Beijing’s BRICS?

Representation image (File Photo)


Why are 19 countries across Africa, Asia, and South America eagerly waiting in queue to join BRICS? That is the question posed in a recent essay, and it is a valid query given that the Brazil, Russia, India, China, South Africa grouping is widely considered to have become ineffective in the aftermath of the Covid-19 pandemic, the Galwan clash, and the Ukraine conflict which resulted in increased global economic stress and confirmed Russia’s diminishing power. If the bloc has indeed lost its mojo, why are so many nations so keen to be admitted to it?

As Ambassador Rajiv Bhatia puts it in his essay, the broad idea behind the five leading emerging economies coming together ~ it would be a stretch to term it a foundational principle as disagreements even at the inception stage over whether a grouping which comprised non-democracies and democracies would gel ~ was to focus on articulating a cohesive non-Western geopolitical and economic narrative. It was a time when a multipolar world order was in the offing and the economic projects initiated by BRICS including the New Development Bank which committed $32.8 billion, the Contingent Reserve Arrangement to protect against global liquidity pressures, and the push to expand trade and investment among the five member-states were key aspects of the effort to lessen the dominance of Bretton Woods international institutions. But the negatives soon began to outweigh the positives.

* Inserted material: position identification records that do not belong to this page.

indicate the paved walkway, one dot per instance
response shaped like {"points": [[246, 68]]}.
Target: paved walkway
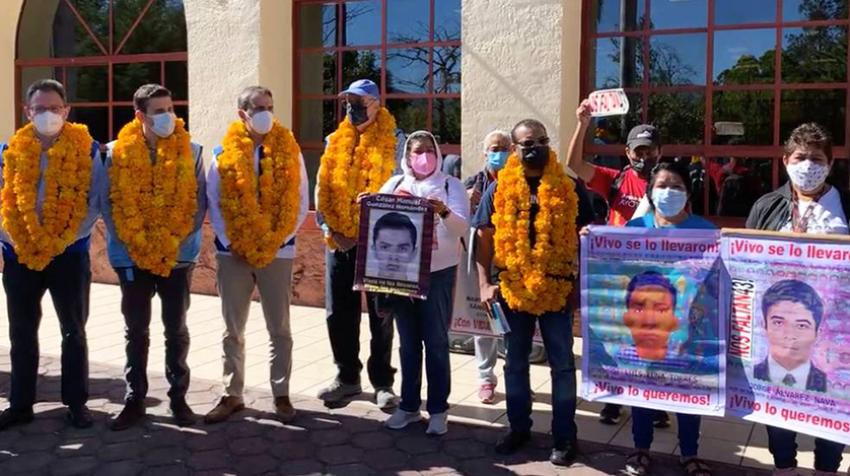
{"points": [[348, 440]]}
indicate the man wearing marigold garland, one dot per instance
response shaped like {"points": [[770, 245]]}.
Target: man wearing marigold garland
{"points": [[154, 208], [51, 185], [527, 227], [363, 150], [257, 196]]}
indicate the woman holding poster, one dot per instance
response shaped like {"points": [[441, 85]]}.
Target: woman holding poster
{"points": [[806, 204], [427, 321], [668, 191]]}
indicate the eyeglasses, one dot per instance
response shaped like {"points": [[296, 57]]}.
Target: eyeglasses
{"points": [[527, 144], [53, 109]]}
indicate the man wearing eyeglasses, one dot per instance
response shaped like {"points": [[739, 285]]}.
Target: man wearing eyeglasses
{"points": [[51, 186]]}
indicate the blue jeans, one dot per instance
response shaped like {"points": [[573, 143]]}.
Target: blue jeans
{"points": [[426, 321], [557, 331], [783, 446], [643, 429]]}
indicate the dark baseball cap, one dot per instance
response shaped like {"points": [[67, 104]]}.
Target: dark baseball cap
{"points": [[643, 135]]}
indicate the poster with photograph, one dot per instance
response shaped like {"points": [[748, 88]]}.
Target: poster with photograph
{"points": [[652, 328], [788, 358], [394, 245]]}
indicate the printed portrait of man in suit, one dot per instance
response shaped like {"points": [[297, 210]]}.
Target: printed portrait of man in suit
{"points": [[793, 312]]}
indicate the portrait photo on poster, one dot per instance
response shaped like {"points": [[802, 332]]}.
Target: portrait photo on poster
{"points": [[395, 245]]}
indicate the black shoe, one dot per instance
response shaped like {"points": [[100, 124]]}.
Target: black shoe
{"points": [[513, 441], [80, 417], [563, 454], [132, 413], [10, 418], [661, 420], [610, 415], [183, 415]]}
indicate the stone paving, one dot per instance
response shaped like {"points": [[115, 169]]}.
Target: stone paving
{"points": [[343, 441]]}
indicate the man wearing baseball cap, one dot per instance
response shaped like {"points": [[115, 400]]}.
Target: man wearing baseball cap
{"points": [[369, 124]]}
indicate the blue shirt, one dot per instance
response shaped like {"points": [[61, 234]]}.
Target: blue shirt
{"points": [[190, 248], [693, 222]]}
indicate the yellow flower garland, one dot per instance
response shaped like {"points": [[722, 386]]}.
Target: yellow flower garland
{"points": [[535, 279], [349, 168], [259, 212], [67, 180], [153, 204]]}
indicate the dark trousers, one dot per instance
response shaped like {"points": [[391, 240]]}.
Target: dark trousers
{"points": [[426, 322], [643, 428], [138, 287], [783, 446], [556, 329], [68, 278], [343, 317]]}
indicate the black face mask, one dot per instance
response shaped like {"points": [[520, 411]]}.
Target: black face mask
{"points": [[356, 113], [535, 157]]}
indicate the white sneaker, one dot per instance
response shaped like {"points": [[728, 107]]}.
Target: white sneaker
{"points": [[438, 424], [401, 419]]}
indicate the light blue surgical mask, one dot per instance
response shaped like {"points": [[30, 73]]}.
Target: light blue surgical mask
{"points": [[496, 159], [669, 202]]}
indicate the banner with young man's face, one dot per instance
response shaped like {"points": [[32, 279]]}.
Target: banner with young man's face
{"points": [[788, 357], [394, 245], [651, 307]]}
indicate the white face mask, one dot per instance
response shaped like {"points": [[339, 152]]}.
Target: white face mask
{"points": [[163, 124], [48, 123], [669, 202], [807, 175], [262, 122]]}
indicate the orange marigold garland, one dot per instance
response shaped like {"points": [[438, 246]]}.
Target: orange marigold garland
{"points": [[347, 170], [153, 204], [259, 212], [536, 279], [67, 179]]}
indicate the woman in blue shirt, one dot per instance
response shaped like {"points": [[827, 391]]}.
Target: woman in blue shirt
{"points": [[669, 193]]}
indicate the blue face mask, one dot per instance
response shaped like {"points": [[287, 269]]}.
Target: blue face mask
{"points": [[496, 160], [669, 202]]}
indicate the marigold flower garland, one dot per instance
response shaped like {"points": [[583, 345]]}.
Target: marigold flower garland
{"points": [[153, 204], [259, 211], [67, 179], [536, 279], [349, 168]]}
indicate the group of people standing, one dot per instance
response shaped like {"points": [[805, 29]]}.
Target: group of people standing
{"points": [[153, 192]]}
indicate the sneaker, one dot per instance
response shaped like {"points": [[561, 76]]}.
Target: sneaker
{"points": [[438, 424], [563, 454], [132, 413], [183, 415], [610, 415], [11, 417], [401, 419], [513, 441], [338, 391], [226, 406], [284, 410], [487, 393], [80, 417], [385, 398]]}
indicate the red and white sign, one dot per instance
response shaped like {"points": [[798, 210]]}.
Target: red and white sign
{"points": [[608, 102]]}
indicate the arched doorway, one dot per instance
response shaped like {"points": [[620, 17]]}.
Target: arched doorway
{"points": [[102, 50]]}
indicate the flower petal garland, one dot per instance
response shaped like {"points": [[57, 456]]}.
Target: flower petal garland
{"points": [[536, 279], [153, 204], [67, 179], [259, 211], [349, 167]]}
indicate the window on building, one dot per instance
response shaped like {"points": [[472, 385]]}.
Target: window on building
{"points": [[102, 50], [725, 81], [410, 48]]}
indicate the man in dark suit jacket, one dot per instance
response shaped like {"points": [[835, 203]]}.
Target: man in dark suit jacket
{"points": [[792, 313]]}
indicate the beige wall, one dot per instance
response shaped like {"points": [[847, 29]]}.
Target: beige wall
{"points": [[520, 59]]}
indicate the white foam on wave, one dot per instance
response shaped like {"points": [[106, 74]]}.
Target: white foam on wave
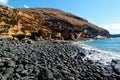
{"points": [[104, 57]]}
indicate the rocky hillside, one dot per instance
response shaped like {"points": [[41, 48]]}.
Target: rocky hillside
{"points": [[46, 23]]}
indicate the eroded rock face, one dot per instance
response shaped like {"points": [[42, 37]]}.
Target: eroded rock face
{"points": [[46, 23]]}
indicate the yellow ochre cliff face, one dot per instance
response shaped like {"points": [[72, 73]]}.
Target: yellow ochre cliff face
{"points": [[45, 23]]}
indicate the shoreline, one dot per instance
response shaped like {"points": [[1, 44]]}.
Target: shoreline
{"points": [[50, 61]]}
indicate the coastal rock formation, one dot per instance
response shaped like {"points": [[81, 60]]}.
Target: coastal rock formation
{"points": [[46, 23], [49, 61]]}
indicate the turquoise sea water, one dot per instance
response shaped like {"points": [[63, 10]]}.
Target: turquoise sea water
{"points": [[109, 44]]}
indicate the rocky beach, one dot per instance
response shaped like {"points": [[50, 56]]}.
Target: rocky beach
{"points": [[51, 61]]}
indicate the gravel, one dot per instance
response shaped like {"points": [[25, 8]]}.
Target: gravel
{"points": [[49, 61]]}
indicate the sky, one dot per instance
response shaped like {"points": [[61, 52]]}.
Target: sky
{"points": [[104, 13]]}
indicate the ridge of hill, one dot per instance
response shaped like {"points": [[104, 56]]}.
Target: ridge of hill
{"points": [[46, 23]]}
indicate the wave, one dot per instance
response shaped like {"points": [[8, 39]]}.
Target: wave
{"points": [[95, 54]]}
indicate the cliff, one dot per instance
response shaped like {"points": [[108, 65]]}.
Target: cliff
{"points": [[46, 23]]}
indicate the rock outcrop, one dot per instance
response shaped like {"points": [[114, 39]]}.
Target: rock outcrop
{"points": [[46, 23]]}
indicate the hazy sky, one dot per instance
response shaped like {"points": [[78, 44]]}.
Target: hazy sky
{"points": [[105, 13]]}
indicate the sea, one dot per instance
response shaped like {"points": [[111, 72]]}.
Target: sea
{"points": [[104, 50]]}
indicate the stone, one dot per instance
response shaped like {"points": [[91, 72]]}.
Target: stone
{"points": [[11, 64], [19, 68], [46, 74]]}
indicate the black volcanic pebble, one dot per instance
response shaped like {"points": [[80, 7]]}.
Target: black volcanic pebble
{"points": [[50, 61]]}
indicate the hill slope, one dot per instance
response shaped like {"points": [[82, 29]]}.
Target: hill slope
{"points": [[47, 23]]}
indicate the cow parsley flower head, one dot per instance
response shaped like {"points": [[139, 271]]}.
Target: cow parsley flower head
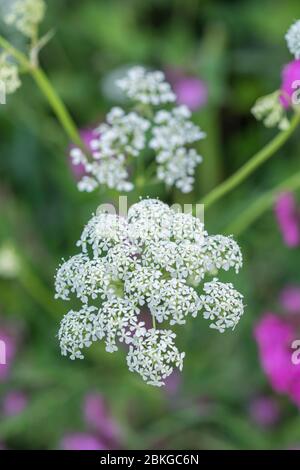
{"points": [[293, 39], [167, 136], [153, 355], [26, 15], [222, 304], [156, 261], [9, 74]]}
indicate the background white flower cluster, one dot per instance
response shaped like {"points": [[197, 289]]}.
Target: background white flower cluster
{"points": [[168, 134], [151, 263]]}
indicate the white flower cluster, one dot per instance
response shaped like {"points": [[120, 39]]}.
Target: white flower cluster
{"points": [[26, 15], [154, 261], [172, 132], [9, 74], [124, 137], [121, 137], [293, 39], [270, 110], [146, 87]]}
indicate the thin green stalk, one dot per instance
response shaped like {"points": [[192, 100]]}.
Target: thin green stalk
{"points": [[262, 204], [48, 91], [258, 159]]}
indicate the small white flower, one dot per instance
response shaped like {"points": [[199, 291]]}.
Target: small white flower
{"points": [[293, 39], [222, 304], [165, 135], [9, 74], [146, 87], [26, 15], [10, 263], [270, 111], [154, 356], [172, 132]]}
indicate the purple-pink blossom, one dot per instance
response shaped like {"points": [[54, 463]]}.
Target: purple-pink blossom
{"points": [[82, 441], [274, 337], [290, 76], [288, 219]]}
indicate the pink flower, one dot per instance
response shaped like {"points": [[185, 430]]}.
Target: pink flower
{"points": [[87, 136], [82, 441], [290, 74], [274, 337], [264, 411], [290, 299], [98, 417], [190, 91], [9, 341], [14, 403], [287, 218]]}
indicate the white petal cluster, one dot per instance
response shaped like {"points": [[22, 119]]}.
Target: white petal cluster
{"points": [[116, 141], [167, 135], [293, 39], [222, 304], [172, 133], [146, 87], [153, 355], [26, 15], [9, 75], [154, 261]]}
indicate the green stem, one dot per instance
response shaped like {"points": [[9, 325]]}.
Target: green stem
{"points": [[36, 289], [48, 91], [260, 157], [263, 203]]}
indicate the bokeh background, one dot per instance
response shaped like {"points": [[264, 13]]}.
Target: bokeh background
{"points": [[223, 399]]}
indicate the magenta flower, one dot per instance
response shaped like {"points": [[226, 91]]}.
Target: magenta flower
{"points": [[14, 403], [87, 136], [8, 339], [290, 74], [274, 337], [82, 441], [190, 90], [98, 417], [264, 411], [290, 299], [287, 218]]}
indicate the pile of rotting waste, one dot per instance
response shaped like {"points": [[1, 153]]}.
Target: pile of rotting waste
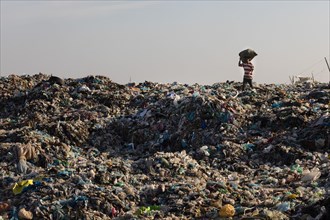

First, the IBSA trio within the BRICS felt let down by the lack of substantive support from Beijing and Moscow for their attempts to secure membership of the United Nations Security Council. Then, China’s rise and accompanying assertiveness in all domains including the military-security following the 2008 global financial crisis made it the dominant force of the bloc. Now, the post-Ukraine consolidation of Russia-China ties has skewed the balance of the bloc even more. In effect, China has succeeded in its geostrategic ambition of making Russia its junior partner and its geoeconomic strategy of creating deep interlinkages with South Africa and Brazil. It is in this context that close to a score nations jostling to get into an expanded BRICS should worry India (and its strategic partner the USA) deeply. For among the countries that want to sign up are Argentina, Mexico, Uruguay, and Nicaragua from South America; Nigeria, Algeria, Egypt, Senegal, and Morocco from Africa; and Saudi Arabia, the United Arab Emirates, Turkey, Syria, Iran, Afghanistan, Indonesia, Thailand, Kazakhstan, and Bangladesh from Asia.

The harsh reality is that Delhi may not be able to do much, if anything at all, to prevent the next BRICS summit scheduled to be held in South Africa in August this year to take up the issue of the group’s expansion and the criteria for it. Tough times for India are on the anvil as China pushes forward relentlessly, through largely transactional multilateral and bilateral arrangements, to establish itself as the second pole of the global order. If Delhi has to exercise effective strategic options in the years and decades ahead, it has to first focus laser-like on its economic growth. Otherwise, nobody will listen.